Il meurt le 30 mars 1977 au King's College Hospital de Londres, des suites de cette
bilharziose qui l'a affecté dès 1940 après une baignade dans le Nil, et dont il souffrira chroniquement à partir de 1955. Des milliers de personnes ont assisté à son enterrement au Caire, ce sont
les plus grandes funérailles d'Égypte après celles du président Nasser et de la chanteuse Oum Khalsoum. Quatre femmes se sont suicidées à l'annonce de sa mort.
Le chanteur Jay-Z reprend en 1999 la musique de la chanson
Khosara pour sa chanson Big Pimpin. En 2006 sort un film dans le quel Ahmed Zaki incarne son ami Halim; après son décès d'un cancer pendant le tournage en 2005, c'est son fils
qui finira le tournage. La chaine MBC a, elle, difusé pendant le mois du ramadan 2006 un feuilleton qui retrace la vie de cette légende. C'est dire la popularité et l'intérêt que suscite
Abdelhalim, 30 ans après sa mort prématurée qui avait plongé dans la tristesse des milliers de fans.
Il nous reste de lui quelque 300 chansons d'amour pour la plupart, mais aussi
religieuses et patriotiques. Il a également tourné 16 films, dont le dernier "Abi fawq el shajara" est sorti en 1969. A noter que sa maladie l'a empêché de tourner d'autres longs
métrages.
Ses chansons les plus célèbres sont "zay el hawa", "gana el hawa",
"ahwak", "fatet ganbina", "sawah", "bilomoni leih", "nebtedi mnin el hikaya" ou encore l'immense "qariat el fingan" (N.Qabbani et M.Mougy).

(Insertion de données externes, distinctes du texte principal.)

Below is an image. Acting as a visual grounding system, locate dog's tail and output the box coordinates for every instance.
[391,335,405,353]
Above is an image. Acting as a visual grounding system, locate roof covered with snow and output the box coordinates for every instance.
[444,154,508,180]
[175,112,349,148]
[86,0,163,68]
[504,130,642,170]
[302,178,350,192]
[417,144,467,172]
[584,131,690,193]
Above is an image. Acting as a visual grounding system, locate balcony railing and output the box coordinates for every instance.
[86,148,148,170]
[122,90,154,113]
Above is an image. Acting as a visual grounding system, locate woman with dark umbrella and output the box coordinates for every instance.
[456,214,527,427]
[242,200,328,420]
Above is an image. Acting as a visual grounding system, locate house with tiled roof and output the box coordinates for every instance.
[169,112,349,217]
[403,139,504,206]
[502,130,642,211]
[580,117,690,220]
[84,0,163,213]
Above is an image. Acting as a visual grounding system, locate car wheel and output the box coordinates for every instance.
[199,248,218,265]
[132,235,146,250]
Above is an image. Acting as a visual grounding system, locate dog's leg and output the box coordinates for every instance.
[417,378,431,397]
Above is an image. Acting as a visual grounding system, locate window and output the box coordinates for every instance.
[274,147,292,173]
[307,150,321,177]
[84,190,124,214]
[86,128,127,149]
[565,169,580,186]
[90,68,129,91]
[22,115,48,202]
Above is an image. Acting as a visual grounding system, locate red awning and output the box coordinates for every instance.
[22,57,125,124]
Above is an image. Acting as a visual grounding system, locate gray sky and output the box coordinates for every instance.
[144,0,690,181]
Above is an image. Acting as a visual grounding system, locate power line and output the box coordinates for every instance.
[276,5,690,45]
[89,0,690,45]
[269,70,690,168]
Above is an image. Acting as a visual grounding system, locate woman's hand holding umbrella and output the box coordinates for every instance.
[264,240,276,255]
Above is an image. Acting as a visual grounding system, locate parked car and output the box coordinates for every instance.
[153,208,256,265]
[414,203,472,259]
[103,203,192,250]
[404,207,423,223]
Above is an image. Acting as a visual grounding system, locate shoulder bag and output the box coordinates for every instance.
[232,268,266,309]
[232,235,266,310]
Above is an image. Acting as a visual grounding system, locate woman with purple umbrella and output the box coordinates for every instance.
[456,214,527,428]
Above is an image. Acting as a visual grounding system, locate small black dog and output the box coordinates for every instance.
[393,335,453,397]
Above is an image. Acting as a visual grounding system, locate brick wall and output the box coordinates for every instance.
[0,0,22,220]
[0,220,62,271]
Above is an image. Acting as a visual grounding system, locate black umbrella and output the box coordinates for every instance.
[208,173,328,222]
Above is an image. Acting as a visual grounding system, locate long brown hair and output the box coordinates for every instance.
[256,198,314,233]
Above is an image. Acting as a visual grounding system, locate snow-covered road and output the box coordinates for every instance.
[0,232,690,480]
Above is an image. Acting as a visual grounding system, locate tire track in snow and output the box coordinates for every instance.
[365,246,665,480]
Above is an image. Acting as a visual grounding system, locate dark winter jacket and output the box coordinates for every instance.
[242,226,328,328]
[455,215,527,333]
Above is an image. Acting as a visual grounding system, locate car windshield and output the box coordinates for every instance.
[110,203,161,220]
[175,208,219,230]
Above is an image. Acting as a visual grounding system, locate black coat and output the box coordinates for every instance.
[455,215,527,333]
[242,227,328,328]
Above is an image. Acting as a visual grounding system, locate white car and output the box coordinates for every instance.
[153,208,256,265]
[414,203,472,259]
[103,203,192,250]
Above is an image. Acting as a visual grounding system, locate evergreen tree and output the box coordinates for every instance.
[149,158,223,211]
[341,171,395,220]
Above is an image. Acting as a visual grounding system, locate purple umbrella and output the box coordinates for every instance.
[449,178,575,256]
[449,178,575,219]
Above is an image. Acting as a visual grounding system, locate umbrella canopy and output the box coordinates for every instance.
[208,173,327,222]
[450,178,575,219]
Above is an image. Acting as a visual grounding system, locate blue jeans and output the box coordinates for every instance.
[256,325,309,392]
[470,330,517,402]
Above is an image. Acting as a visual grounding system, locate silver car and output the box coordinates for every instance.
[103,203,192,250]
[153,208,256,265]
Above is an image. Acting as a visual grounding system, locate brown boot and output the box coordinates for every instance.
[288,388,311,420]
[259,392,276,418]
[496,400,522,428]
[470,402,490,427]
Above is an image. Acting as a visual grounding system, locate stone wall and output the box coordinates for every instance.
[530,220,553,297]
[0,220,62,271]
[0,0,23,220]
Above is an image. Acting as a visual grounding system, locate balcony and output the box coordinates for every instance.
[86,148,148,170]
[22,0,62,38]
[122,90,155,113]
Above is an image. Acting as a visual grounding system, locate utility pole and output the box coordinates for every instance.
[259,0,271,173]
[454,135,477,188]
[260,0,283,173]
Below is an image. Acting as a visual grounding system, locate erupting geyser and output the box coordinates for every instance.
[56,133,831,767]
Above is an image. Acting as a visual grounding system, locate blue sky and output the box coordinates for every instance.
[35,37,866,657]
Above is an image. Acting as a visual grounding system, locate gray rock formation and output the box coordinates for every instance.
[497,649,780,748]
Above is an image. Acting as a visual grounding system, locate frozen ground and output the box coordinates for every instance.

Cette chanson fait parler une sorte de voyante, qui s'adresse a un jeune homme, lui parlant de sa vie, de sa bien aimée qu'il cherchera toute sa vie mais qu'il ne trouvera jamais. Cet ultime et
célèbre succès de Halim, interprété en 1976, illustre le tragique destin de l'artiste.
Parmi ses chansons patriotiques, il y a "Nasser ya horeya" (dédiée au président
Nasser), "al watan al akbar""bil ahdhan" ou encore "ehna el shaab".